How does there exist $2d$ solutions in the second part of the above proposition?
My process is following: I know that $\{ (-1)^a 5^b | a=0,1 $ and $ 0 \leq b < 2^{e-2} \}$ is a reduced residue system $mod $ $2^e$.
Let $n $ be even. Let $a \equiv (-1)^s 5^t (2^e) $.
Let a solution $x$ exists.
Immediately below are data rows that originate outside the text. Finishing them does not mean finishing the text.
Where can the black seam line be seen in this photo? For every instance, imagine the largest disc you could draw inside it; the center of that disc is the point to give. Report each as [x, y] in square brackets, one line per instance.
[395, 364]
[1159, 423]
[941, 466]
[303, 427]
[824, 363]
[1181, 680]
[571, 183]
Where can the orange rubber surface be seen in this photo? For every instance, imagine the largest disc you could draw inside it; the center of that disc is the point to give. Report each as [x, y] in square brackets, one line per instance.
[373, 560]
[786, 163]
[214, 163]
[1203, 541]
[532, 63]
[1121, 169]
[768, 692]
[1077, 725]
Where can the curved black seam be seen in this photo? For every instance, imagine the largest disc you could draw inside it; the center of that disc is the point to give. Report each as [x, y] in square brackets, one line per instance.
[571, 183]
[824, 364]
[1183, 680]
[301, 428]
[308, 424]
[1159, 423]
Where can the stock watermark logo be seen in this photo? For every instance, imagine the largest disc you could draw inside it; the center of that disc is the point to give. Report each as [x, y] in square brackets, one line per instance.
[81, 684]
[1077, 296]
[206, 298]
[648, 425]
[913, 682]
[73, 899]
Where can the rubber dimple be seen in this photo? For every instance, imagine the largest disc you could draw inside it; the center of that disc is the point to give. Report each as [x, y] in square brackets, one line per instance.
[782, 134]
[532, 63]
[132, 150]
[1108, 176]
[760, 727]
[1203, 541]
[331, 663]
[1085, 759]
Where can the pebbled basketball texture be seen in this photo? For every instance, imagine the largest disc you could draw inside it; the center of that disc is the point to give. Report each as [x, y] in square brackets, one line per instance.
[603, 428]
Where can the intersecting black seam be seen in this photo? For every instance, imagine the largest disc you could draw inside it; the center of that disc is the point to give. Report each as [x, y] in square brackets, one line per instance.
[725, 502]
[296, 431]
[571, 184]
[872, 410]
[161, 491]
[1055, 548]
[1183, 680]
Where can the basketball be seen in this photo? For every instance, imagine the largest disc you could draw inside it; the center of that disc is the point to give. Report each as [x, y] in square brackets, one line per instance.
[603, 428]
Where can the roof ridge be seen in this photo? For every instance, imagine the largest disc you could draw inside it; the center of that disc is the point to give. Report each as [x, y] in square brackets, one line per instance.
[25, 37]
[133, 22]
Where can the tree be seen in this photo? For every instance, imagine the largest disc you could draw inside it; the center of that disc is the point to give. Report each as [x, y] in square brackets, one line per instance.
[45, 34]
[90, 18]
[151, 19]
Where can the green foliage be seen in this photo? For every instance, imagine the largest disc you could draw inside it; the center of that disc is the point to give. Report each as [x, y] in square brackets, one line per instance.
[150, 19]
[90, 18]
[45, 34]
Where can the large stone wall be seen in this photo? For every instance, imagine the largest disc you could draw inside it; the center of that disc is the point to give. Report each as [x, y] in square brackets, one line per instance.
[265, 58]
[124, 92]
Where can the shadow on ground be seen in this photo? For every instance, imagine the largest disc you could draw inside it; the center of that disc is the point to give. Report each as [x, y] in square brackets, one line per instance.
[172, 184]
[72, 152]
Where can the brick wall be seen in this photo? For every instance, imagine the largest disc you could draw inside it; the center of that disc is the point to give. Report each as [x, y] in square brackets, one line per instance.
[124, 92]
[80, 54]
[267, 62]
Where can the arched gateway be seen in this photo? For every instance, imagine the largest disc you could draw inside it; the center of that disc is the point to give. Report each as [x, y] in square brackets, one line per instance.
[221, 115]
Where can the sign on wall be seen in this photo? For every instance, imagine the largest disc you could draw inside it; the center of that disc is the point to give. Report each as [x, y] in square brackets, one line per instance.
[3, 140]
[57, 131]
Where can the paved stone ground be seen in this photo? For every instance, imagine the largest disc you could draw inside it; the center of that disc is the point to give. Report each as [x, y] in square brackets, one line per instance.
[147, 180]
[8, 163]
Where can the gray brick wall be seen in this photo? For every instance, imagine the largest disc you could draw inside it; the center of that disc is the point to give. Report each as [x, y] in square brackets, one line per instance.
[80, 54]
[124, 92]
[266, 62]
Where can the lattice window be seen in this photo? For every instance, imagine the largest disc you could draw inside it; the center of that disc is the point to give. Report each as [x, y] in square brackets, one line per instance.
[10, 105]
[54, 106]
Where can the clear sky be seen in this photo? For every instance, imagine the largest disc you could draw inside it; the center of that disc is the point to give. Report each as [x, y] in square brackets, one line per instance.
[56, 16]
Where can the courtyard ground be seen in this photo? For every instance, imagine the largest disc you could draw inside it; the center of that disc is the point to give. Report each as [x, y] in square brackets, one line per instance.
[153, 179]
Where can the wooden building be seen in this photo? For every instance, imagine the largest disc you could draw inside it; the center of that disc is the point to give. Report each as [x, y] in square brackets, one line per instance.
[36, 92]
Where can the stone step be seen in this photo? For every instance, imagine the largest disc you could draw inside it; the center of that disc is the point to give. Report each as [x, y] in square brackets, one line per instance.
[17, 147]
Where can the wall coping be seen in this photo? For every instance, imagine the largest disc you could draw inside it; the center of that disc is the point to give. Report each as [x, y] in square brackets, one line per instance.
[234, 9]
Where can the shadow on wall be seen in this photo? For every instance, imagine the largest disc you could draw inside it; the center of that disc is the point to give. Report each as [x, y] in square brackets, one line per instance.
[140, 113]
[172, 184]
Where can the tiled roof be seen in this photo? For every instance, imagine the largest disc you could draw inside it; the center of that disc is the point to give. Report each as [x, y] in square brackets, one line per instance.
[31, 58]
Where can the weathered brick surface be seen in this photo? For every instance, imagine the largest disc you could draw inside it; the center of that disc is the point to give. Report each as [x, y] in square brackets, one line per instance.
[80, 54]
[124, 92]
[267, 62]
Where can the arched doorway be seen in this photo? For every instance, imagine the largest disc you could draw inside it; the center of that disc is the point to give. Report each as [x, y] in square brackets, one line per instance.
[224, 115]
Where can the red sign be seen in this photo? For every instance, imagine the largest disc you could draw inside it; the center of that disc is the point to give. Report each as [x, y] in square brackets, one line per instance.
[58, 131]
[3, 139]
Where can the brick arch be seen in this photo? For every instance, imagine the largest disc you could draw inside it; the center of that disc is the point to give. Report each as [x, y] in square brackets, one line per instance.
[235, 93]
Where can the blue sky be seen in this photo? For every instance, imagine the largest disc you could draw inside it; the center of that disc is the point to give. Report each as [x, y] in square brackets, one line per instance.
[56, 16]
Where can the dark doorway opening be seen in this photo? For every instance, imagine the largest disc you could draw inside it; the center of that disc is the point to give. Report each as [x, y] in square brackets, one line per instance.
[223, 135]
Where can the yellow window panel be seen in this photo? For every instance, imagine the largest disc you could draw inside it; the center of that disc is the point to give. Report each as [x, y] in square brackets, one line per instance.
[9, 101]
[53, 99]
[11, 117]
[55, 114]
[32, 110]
Let the solution be $(-1)^y 5^z (2^e)$.
Then $x^n \equiv a(2^e)$ $\iff$ $(-1)^{yn} 5^{nz} \equiv (-1)^s 5^t (2^e) \iff 5^{nz} \equiv (-1)^s 5^t (2^e)$.
Now $e \geq 3 \Rightarrow 5^{nz} \equiv (-1)^s 5^t (4) \iff 1 \equiv (-1)^s (4) \iff s=0$.
So we get $5^{nz} \equiv 5^t (2^e) \iff nz \equiv t (2^{e-2})$ since the order of $5 $ mod $2^e$ is $2^{e-2}$.
Since $nz \equiv t (2^{e-2})$ has a solution iff $d = gcd(n, e^{e-2})| t$ and there are exactly $d$ solutions.
I am confused as to how there are $2d$ solutions.